An industrious Spanish bed maker has come up with a novel take on money-hoarding: a mattress with a built-in safe.
April 2, 2013 Leave a comment
March 27, 2013, 11:52 AM
The Mattress Safe: Cushion Your Pain In Spain
By Matthew Walter
An industrious Spanish bed maker has come up with a novel take on money-hoarding: a mattress with a built-in safe.
With many Europeans gripped by anxiety about where to keep their savings, Salamanca-based Descanso Santos Sueños is selling the mattresses for 875 euros ($1,117). At the foot of the bed is a flap which, when pulled back, reveals a 15×10 centimeter door with a keypad. They call it the Caja Micolchon, which translates to My Mattress Safe.
While the mattress firm has been around since 2009, this product was launched just three weeks ago, perfectly timed for a tumultuous bailout in Cyprus that saw some large depositors in Cypriot banks suffer steep losses.
“If it happened in Cyprus, why couldn’t it happen to me?” company president Paco Santos told MarketBeat in a telephone interview.
The company’s marketing strategy plays directly to fears about keeping money in Spain’s banking system. In a commercial streaming on the company’s website, the scene opens with images of crowds demonstrating on the street with riot police nearby. The message “Spanish Banks Collapse…People Can’t Sleep Soundly” splashes across the screen.
Then the Caja MiColchon appears miraculously, and as a man enters his security code to find his euros safe inside, a tear rolls up his cheek and back into his eye. Santos cheekily refers to his company as a financial services firm, and the website features a “return calculator,” where people can key in the amount they deposit to see that it won’t decline with time. The not-so-subtle message is that the same savings would lose value if left in a bank.

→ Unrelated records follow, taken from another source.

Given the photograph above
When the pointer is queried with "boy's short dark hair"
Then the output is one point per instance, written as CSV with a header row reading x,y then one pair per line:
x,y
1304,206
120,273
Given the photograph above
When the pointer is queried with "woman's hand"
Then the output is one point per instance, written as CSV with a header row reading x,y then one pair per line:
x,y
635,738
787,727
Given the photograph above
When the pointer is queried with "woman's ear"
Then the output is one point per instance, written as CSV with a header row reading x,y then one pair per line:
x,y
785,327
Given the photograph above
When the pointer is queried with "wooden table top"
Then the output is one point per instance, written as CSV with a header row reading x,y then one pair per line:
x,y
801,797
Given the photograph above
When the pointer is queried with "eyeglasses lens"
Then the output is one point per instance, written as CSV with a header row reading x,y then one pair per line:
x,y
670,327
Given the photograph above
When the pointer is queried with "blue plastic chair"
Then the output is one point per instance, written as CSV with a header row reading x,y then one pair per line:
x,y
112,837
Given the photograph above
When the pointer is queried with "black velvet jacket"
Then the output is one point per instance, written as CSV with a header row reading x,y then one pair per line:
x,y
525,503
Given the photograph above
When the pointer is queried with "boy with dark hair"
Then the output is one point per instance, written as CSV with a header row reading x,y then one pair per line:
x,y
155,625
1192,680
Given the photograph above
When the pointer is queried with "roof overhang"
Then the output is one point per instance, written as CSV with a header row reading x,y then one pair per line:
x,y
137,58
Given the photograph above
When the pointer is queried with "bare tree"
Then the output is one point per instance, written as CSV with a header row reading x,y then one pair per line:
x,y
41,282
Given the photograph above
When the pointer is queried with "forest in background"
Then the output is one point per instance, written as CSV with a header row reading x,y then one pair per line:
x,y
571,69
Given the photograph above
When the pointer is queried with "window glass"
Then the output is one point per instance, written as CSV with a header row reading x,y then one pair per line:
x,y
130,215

Is this a joke? Santos, who said he was laid off in 2009 after a 14-year career at one of Spain’s leading mattress makers, answers the phone number listed on the website himself. He says seven people now work at the company’s home office, and he’s contracted out production of the mattresses to a factory in Portugal. He declined to say how many of the beds have sold so far.
“It’s surpassing all our forecasts,” Santos said.